Opened 9 years ago
Closed 9 years ago
#26077 closed Cleanup/optimization (wontfix)
Change latin map in urlify to correctly translate Umlauts
Reported by: | Christian Peters | Owned by: | nobody |
---|---|---|---|
Component: | Internationalization | Version: | 1.9 |
Severity: | Normal | Keywords: | |
Cc: | Triage Stage: | Unreviewed | |
Has patch: | no | Needs documentation: | no |
Needs tests: | no | Patch needs improvement: | no |
Easy pickings: | no | UI/UX: | no |
Description
The latin map translates the umlauts ä, ü and ö to a, u and o:
https://github.com/django/django/blob/master/django/contrib/admin/static/admin/js/urlify.js#L5-L16
The correct way of doing this would be ae, ue and oe (it's the correct writing and preferred for seo reasons).
Change History (7)
comment:1 by , 9 years ago
comment:2 by , 9 years ago
I'll look for references, but the basic point is, that the url version of an german umlaut should be like proposed.
If you have a website with mydomain.de/apple and mydomain.de/apples than the german version of it should be mydomain.de/apfel and mydomain.de/aepfel
In other cases, where you do not have a singular / plural ambiguity the slugified version is simply a misspelled version of the original one and this is noted by google (for the german rätsel, aka riddle=
https://www.google.com/search?q=ratsel -> google tries to autocorrect you to rätsel
https://www.google.com/search?q=raetsel -> google accepts the query as rätsel
This link describes the issue: http://blog.webcertain.com/do-umlauts-matter-how-to-handle-the-most-annoying-characters-in-german-seo-2/10/04/2014/
TL;DR: Converting ä to a results in misspelled words.
comment:3 by , 9 years ago
Among the Western languages I'm familiar with, ä, ö and ü are most common in German and this is indeed the proper way to transliterate them.
However it would look rather weird for the handful of French, Spanish and Brazilian Portuguese words that include that letter.
I checked scandinavian languagues quickly and it looks like there's no general rule. Per https://en.wikipedia.org/wiki/Finnish_orthography:
The Germanic umlaut or convention of considering digraph ae equivalent to ä, and oe equivalent to ö is inapplicable in Finnish.
comment:4 by , 9 years ago
It's a judgement call, but I'm -0 on this change. It would involve doing something more complicated that sometimes doesn't make sense, rather than doing something simple that isn't always optimal.
I won't stand in the way if we consider that German usage of umlauts is so dominant that we should ignore the edge cases in other languages.
comment:5 by , 9 years ago
I get the point.
Maybe URLify could expose an API that one could add / override MAPs? One could then add some logic based on the settings.py to configure the correct language?
It's used in Wagtail very heavily for slug generation and ATM i override the entire URLify.

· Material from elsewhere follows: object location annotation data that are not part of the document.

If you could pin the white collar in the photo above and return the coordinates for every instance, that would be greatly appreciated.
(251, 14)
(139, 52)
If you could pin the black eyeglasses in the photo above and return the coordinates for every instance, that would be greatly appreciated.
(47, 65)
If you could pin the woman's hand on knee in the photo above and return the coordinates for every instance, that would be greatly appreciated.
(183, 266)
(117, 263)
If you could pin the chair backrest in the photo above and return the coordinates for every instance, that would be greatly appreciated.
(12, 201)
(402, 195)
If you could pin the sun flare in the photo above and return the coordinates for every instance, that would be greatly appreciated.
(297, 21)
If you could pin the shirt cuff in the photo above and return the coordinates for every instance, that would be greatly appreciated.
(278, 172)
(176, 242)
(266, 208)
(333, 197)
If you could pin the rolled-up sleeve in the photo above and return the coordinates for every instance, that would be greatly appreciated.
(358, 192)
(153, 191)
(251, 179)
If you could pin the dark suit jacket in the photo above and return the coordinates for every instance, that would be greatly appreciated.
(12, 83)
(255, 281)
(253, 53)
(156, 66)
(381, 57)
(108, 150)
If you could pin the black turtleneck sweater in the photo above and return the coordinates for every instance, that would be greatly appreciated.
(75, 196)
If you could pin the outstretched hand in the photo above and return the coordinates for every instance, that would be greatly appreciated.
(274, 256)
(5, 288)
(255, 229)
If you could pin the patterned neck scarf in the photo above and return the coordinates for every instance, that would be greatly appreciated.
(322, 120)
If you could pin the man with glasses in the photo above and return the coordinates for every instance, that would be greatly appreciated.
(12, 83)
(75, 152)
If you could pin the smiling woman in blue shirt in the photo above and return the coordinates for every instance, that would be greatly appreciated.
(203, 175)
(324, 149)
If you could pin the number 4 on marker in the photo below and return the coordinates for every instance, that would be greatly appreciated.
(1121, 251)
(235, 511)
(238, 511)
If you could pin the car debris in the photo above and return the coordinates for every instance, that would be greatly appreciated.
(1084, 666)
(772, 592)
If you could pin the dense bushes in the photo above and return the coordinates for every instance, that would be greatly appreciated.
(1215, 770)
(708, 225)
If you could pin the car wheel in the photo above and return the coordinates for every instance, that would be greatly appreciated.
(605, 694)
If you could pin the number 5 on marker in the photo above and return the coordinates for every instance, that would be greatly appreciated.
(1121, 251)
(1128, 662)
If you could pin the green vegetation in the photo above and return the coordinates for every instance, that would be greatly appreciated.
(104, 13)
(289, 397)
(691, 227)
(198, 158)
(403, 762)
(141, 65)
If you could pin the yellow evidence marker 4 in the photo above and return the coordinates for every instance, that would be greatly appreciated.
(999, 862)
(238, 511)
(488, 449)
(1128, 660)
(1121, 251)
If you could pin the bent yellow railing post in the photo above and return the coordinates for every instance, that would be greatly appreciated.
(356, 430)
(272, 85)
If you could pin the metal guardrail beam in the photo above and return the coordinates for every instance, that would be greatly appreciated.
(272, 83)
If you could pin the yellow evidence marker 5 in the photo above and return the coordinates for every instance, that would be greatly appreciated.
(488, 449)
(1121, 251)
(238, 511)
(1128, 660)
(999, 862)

comment:6 by , 9 years ago
For better or worse, that's pretty much the expected solution if you need something more tailored than Django's default utilities :-|
There's the same situation with the Python slugify function. Django has a naive, four-line version that works fine for Western languages. If you want something more advanced, there's https://github.com/mozilla/unicode-slugify.
comment:7 by , 9 years ago
Component: | Uncategorized → Internationalization |
---|---|
Resolution: | → wontfix |
Status: | new → closed |
Type: | Uncategorized → Cleanup/optimization |
I guess the original proposal is a "wontfix" unless a discussion on the DevelopersMailingList yields a different consensus.
Could you provide a reference for the claim or point to another system that has the proposed behavior? Thanks.